Inspirada pela obra de Jorge Amado, a personagem de Tieta era a metáfora do autor Aguinaldo Silva para o regresso da liberdade de expressão, com o fim da ditadura militar. O realismo mágico volta com o fim da novela, quando uma tempestade de areia 'engole' Santana do Agreste para sempre. A Perpétua desaparece quando o seu finado marido a vem buscar.



Rainha da Sucata (1990)


Autoria: Silvio de Abreu 
Escrita por: Silvio de Abreu, Alcides Nogueira e José Antonio de Souza 
Direção: Jorge Fernando e Jodele Larcher 
Direção geral: Jorge Fernando 

A abertura desta novela era genial com a interacção da dançarina de lambada feita de lata com os seus homólogos de carne e osso. Sempre achei aquela lambada da abertura algo incrível. Como é que eles conseguiam fazer aquela boneca parecer viva e dançar?! Mais!, a vénia que ela fazia no final, depois de rodopiar sobre si mesma... Era algo de génio! Mas a maior pérola desta novela era, sem dúvida, a actuação de Aracy Balabanian no papel de Dona Armênia e os seus constantes confrontos entre ela e a sua vizinha Maria do Carmo (Regina Duarte). A Dona Armênia era dona do terreno onde Maria do Carmo tinha o seu negócio e ela ameaçava-a constantemente, dizendo algo como "Eu quero botar a prédio na chon!" "Tudo na chon!" A personagem da Dona Armênia tinha um visual extravagante, um sotaque carregado e hilariante e uma atitude super-protectora em relação aos seus "três filhinha". Outra imagem que me impressionou bastante foi um dos últimos momentos da novela, quando a inescrupulosa Laurinha (Glória Menezes) se suicida, atirando-se de frente de um prédio.

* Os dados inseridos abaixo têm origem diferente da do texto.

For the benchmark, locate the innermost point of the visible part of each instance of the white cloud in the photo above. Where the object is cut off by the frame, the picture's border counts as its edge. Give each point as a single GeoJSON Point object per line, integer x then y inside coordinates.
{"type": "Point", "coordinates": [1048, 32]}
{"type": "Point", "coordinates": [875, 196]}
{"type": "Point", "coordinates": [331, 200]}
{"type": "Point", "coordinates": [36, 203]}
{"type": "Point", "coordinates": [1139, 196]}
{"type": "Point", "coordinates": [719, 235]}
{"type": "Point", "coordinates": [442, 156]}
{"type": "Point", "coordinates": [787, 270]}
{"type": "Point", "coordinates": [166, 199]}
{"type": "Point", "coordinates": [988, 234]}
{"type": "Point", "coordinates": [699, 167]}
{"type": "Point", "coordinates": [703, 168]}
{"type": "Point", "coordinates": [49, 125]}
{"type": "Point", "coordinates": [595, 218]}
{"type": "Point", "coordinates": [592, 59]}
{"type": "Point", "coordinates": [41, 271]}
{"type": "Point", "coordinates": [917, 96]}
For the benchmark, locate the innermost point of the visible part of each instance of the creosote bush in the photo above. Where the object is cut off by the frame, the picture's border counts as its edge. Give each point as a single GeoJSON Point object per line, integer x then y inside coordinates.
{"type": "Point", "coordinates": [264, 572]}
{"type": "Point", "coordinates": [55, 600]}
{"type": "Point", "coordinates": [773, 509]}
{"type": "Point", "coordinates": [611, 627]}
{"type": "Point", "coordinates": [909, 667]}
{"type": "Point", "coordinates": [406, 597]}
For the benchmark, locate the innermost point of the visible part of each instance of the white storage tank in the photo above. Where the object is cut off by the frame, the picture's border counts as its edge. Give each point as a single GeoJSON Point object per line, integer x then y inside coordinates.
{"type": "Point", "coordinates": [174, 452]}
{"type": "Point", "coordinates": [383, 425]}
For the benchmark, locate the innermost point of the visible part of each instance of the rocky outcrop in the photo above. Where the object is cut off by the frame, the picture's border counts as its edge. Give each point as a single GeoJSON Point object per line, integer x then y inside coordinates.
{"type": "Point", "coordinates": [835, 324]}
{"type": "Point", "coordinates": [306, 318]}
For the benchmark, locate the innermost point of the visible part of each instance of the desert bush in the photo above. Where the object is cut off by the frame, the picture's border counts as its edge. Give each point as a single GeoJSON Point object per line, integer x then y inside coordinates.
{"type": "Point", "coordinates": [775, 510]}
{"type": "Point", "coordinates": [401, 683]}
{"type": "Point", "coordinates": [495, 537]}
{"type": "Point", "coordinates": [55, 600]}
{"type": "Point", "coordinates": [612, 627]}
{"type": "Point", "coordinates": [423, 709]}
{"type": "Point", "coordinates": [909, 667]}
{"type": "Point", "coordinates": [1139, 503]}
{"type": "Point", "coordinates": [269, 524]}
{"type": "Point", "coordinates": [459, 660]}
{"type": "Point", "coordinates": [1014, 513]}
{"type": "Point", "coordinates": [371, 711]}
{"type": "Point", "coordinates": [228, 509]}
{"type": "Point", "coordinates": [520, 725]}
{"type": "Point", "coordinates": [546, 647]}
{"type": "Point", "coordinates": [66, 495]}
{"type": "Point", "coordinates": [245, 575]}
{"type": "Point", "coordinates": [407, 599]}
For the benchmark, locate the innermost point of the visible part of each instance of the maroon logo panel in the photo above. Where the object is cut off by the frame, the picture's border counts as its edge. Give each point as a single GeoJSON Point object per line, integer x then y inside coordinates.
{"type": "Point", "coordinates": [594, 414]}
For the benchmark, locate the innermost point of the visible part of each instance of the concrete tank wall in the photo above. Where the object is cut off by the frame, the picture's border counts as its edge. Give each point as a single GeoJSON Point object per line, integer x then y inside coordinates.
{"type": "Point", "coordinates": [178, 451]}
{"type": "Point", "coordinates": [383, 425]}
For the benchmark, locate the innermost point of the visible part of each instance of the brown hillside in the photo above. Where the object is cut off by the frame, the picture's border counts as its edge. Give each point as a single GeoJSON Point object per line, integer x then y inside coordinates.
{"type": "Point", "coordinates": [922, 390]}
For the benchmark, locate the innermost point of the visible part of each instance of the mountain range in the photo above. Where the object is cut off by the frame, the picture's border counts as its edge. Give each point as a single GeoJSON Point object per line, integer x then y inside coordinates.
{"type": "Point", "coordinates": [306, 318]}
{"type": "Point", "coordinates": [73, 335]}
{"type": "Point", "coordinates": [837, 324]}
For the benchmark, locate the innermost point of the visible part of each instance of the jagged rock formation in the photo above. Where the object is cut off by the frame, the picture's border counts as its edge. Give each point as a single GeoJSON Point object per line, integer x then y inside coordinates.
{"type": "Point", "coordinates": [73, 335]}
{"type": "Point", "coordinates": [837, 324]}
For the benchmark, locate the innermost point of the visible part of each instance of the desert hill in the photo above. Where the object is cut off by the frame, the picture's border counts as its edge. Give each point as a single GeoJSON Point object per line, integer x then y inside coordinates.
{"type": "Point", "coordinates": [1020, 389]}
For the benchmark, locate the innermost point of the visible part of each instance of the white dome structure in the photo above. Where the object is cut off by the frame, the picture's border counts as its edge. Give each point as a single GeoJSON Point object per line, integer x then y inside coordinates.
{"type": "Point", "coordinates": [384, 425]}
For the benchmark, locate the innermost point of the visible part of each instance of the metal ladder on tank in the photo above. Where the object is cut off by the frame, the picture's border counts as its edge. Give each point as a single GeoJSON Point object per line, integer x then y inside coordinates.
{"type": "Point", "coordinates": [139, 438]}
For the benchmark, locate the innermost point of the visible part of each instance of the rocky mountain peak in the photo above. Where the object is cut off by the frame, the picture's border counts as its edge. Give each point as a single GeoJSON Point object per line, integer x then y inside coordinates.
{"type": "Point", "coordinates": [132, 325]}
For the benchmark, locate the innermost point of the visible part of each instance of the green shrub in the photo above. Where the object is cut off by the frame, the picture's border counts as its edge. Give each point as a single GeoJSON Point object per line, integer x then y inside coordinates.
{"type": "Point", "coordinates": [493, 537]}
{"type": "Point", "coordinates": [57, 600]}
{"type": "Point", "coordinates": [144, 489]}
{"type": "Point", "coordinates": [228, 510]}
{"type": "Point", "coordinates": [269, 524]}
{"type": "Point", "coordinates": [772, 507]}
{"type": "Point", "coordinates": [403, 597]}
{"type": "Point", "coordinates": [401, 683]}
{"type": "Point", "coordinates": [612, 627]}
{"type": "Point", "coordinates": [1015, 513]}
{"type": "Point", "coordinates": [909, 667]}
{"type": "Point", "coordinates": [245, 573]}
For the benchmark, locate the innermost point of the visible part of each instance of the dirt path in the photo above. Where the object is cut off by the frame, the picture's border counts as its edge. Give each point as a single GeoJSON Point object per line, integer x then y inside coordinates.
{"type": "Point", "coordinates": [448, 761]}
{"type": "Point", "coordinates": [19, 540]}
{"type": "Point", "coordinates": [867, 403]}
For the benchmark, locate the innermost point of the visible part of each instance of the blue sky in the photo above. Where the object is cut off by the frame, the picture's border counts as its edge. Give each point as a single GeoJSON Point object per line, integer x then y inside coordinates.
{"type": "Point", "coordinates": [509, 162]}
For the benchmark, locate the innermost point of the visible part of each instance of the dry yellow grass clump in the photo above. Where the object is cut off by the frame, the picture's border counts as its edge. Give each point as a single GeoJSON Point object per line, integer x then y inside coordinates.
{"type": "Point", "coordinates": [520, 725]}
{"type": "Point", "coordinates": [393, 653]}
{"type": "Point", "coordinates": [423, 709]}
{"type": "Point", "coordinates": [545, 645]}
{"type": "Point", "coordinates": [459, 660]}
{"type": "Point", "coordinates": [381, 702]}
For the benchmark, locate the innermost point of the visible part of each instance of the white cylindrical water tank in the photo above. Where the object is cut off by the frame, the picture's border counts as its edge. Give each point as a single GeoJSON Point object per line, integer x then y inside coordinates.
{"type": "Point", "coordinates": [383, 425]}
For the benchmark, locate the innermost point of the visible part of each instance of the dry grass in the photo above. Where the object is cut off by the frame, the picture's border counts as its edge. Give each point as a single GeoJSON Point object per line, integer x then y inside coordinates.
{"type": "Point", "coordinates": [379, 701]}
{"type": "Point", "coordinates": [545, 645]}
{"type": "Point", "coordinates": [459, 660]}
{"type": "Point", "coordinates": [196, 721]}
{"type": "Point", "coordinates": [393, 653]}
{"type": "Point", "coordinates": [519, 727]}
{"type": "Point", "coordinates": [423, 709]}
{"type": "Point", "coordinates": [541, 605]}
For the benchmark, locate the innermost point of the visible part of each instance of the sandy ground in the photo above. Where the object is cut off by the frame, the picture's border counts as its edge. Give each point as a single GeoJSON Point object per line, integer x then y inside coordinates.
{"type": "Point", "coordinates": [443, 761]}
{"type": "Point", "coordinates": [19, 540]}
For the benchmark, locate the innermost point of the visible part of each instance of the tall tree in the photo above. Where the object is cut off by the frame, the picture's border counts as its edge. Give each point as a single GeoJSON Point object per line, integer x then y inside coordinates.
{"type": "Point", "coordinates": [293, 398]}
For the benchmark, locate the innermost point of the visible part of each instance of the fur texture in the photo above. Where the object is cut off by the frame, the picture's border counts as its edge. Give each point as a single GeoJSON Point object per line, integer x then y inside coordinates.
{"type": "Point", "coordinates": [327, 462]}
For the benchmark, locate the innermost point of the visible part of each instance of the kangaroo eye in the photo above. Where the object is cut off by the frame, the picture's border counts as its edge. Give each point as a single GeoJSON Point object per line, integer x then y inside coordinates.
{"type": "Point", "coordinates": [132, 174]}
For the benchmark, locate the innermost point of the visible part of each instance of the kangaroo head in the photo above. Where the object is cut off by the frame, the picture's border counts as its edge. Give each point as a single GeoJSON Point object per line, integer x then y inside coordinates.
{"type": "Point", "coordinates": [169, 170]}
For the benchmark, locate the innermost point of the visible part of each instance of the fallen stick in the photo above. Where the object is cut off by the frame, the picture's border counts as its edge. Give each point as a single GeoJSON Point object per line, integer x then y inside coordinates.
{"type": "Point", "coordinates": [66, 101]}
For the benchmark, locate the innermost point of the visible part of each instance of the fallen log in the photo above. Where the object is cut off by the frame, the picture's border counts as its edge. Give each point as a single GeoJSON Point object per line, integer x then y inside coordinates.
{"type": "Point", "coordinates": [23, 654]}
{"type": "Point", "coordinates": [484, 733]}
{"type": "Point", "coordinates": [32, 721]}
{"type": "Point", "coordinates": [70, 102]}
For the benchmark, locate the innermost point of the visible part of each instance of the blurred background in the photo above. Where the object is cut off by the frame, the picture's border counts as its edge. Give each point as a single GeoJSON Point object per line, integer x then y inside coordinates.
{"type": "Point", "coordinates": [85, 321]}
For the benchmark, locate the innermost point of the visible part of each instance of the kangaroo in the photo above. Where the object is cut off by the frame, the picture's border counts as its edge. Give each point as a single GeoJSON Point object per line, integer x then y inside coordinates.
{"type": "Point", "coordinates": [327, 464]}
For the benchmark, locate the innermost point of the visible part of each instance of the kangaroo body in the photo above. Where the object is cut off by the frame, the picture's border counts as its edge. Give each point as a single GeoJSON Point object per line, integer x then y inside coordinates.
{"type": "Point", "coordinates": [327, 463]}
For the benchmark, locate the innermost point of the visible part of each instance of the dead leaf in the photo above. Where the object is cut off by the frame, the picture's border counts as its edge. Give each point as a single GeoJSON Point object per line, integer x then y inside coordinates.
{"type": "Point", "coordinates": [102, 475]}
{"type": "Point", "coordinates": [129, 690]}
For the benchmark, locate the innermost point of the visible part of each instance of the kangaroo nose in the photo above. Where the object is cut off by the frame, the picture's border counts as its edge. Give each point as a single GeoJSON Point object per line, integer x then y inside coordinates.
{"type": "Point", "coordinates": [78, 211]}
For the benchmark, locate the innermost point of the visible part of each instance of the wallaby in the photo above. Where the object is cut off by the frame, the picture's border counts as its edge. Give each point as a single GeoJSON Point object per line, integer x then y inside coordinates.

Esta novela de Silvio de Abreu era um espelho do que estava a pasar no Brasil naquela altura, a nível comercial; o dinheiro estava a mudar de mãos e a personagem de Maria do Carmo é a representante dessa mudança.

Vamp (1991)


Autoria: Antonio Calmon 
Colaboração: Vinícius Vianna, Lilian Garcia e Tiago Santiago 
Direção: Jorge Fernando, Fabio Sabag e Carlos Manga Jr. 
Direção geral: Jorge Fernando 

Esta não foi uma novela de horário nobre, nem no Brasil, nem em Portugal, mas fez um sucesso estrondoso como novela das sete. Por cá, passou na RTP 2, às seis da tarde. Alguém devia achar que esta novela era de quinta categoria... Na verdade, a história escrita por Antonio Calmon foi um marco na Globo, atraindo o público adolescente com o seu humor. Aquilo é que eram vampiros, não o que nos querem vender agora! A caracterização era tecnologia de ponta – se bem que hoje pareça extremamente primitiva –, mas seguir as histórias de todos aqueles vampiros dentuços de Armação dos Anjos era muito divertido! Lembro-me de rir a bandeiras despregadas com a família Matoso, especialmente a Mary (Patrícia Travassos) e o Matoso (Otávio Augusto) (que só tinha um dentão!). Quando o poderoso chefão Vlad (Ney Latorraca) perdia a paciência com eles, distribuía estaladas e murros à distância.

O Vlad era um vampiro poderoso e impiedoso... que chuchava no dedo para adormecer!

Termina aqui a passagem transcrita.